What did you think when you saw that message?
But, will they really act? (When is this supposed legislation going to get legislated? This sitting?) Are the loopholes plugged? And, do we believe the Feds? The timing?
Whoa there Curt, passing legislation, their beloved anti-crime legislation, the elimination of the long gun registry and anything else is secondary to really important stuff like prorogation or calling an election if there is the slightest chance for Harper to pick up a seat.
http://www.langmichener.ca/index.cfm?fuseaction=content.contentDetail&ID=10720&tID=244 - Karl E. Gustafson, Q.C.
June 2, 2009
"In B.C., the Lobbyists Registration Act has been in effect since 2001. With the enactment of lobbying legislation in Alberta and Manitoba, only three provinces – Saskatchewan, New Brunswick and Prince Edward Island – will remain without legislation to regulate lobbying. Federally, recent amendments were made to the Lobbying Act (Canada) (formerly the Lobbyists Registration Act). The effect of all this legislative focus has been to widen the net of activities that are considered to be “lobbying” and to impose new registration and reporting requirements coupled with more severe penalties for failure to comply.

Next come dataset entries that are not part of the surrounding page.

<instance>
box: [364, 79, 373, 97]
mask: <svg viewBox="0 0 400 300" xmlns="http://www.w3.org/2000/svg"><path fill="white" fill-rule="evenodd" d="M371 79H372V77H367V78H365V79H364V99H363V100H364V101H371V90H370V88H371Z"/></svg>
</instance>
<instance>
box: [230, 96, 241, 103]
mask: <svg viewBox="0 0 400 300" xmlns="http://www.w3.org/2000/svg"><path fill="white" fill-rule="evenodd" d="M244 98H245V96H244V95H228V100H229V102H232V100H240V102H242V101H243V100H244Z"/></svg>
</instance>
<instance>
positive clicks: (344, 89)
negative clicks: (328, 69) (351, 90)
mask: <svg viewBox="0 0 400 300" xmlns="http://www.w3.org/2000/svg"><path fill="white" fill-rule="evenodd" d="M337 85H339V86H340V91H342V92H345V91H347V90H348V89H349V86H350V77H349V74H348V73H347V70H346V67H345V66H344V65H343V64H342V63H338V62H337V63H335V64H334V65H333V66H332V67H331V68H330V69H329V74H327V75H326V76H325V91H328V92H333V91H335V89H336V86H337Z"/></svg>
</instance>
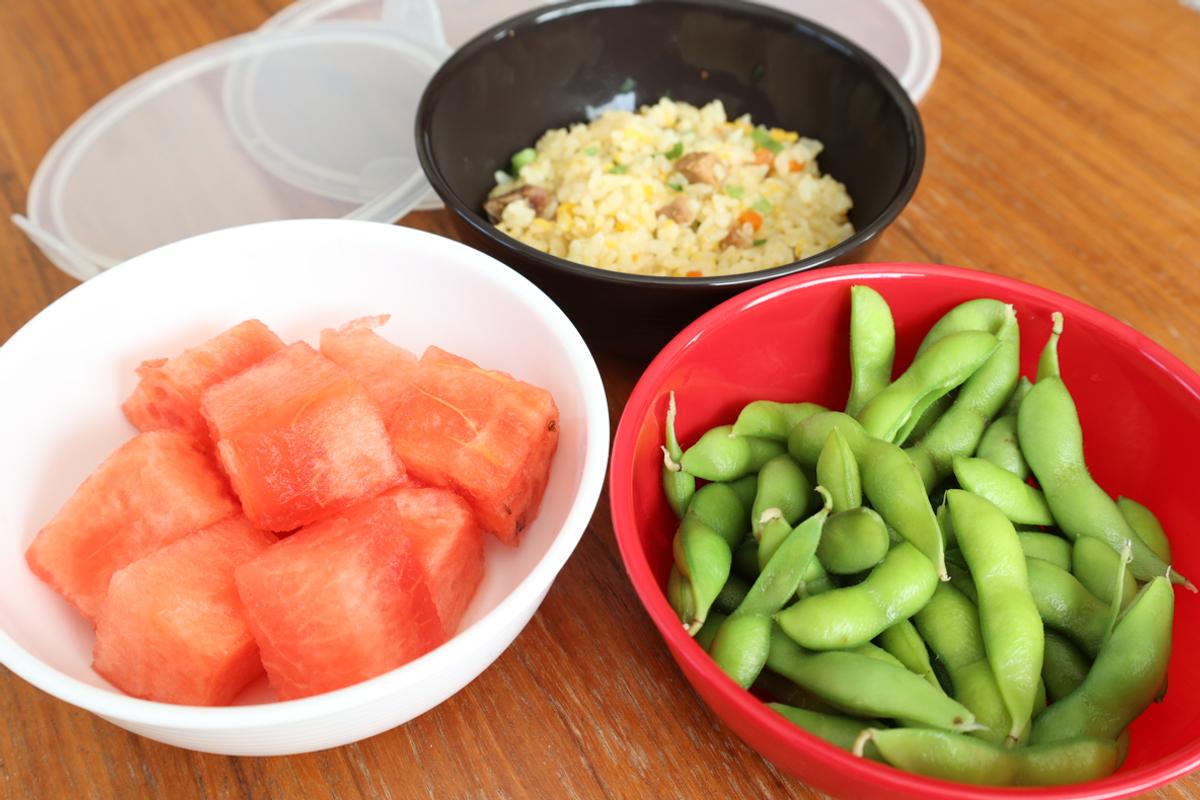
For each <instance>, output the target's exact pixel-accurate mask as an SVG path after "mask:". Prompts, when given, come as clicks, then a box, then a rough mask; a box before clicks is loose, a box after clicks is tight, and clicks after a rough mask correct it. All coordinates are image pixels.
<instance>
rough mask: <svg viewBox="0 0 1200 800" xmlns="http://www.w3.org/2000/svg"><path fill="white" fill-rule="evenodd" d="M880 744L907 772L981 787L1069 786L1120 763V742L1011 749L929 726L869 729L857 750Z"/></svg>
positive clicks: (1109, 772)
mask: <svg viewBox="0 0 1200 800" xmlns="http://www.w3.org/2000/svg"><path fill="white" fill-rule="evenodd" d="M870 744H874V745H875V746H876V748H877V750H878V752H880V754H881V756H882V757H883V760H884V762H887V763H888V764H890V765H893V766H896V768H899V769H902V770H905V771H907V772H916V774H917V775H925V776H929V777H936V778H941V780H943V781H956V782H959V783H973V784H980V786H1025V787H1034V786H1064V784H1069V783H1084V782H1087V781H1096V780H1098V778H1102V777H1105V776H1108V775H1111V774H1112V772H1115V771H1116V769H1117V766H1118V764H1120V753H1118V748H1117V745H1116V742H1114V741H1111V740H1105V739H1090V738H1087V739H1085V738H1079V739H1073V740H1069V741H1061V742H1054V744H1048V745H1039V746H1034V747H1019V748H1015V750H1013V748H1009V747H1003V746H1001V745H996V744H992V742H989V741H983V740H980V739H972V738H971V736H959V735H955V734H948V733H946V732H943V730H930V729H928V728H890V729H880V728H868V729H866V730H864V732H863V733H862V734H859V738H858V739H857V740H856V742H854V747H853V752H854V753H856V754H862V753H865V752H866V751H865V747H866V746H868V745H870Z"/></svg>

As Premier Gordon Campbell’s former deputy minister Ken Dobell found out the hard way, failing to register as a lobbyist can lead to serious consequences. Dobell suffered through much negative coverage in the news media as he pled guilty to charges of failing to register as a lobbyist. Similarly, longtime Liberal insiders Patrick Kinsella and Mark Jiles have been the subjects of calls for an investigation into whether they were lobbying without being registered. However, the enhanced new laws to regulate lobbying are not restricted to public personalities. Corporations, corporate executives and their employees and consultants should also be aware of these laws if they wish to avoid a similar fate."
Fate? Fate is called being grilled by the defense lawyers for Basi/Virk/Basi in an Open and Transparent Court room.
Maybe I'm going senile, or am confused but the above so full of errors that it must have been written by a Canned Waste journalist (sic).
Ken Dobell plead guilty to nothing as the "oh so" Special Prosecutor in the case decided that though charges were warranted, to pursue them WOULD NOT BE IN THE PUBLIC INTEREST (for public, read Campbell). I think Dobell may have been asked to write an essay to educate future lobbyists about regulations and ethics that Dobell and Kinsella etc. either are unaware of or ignore.
Now as I said, maybe I have Dobell's case confused with Kinsella or somebody else's - it is difficult to keep track of the Amazon of Sleaze that spews out of Victoria these days and it all tends to run together in one big tsunami of corruption. One definitely needs a program to keep track of the crooks and their crimes against the people of BC.
Saying Dobell "suffered" is like saying poor Brian Mulroney for being accused of "inappropriate" behaviour - I'm sure he is laughing all the way to the bank to visit his safety deposit box full of envelopes and bags of cash!
To say nothing of the $2.1 million he received in his lawsuit against the Canadian government. If there is any justice at all, he should be forced to pay that back...along with due interest.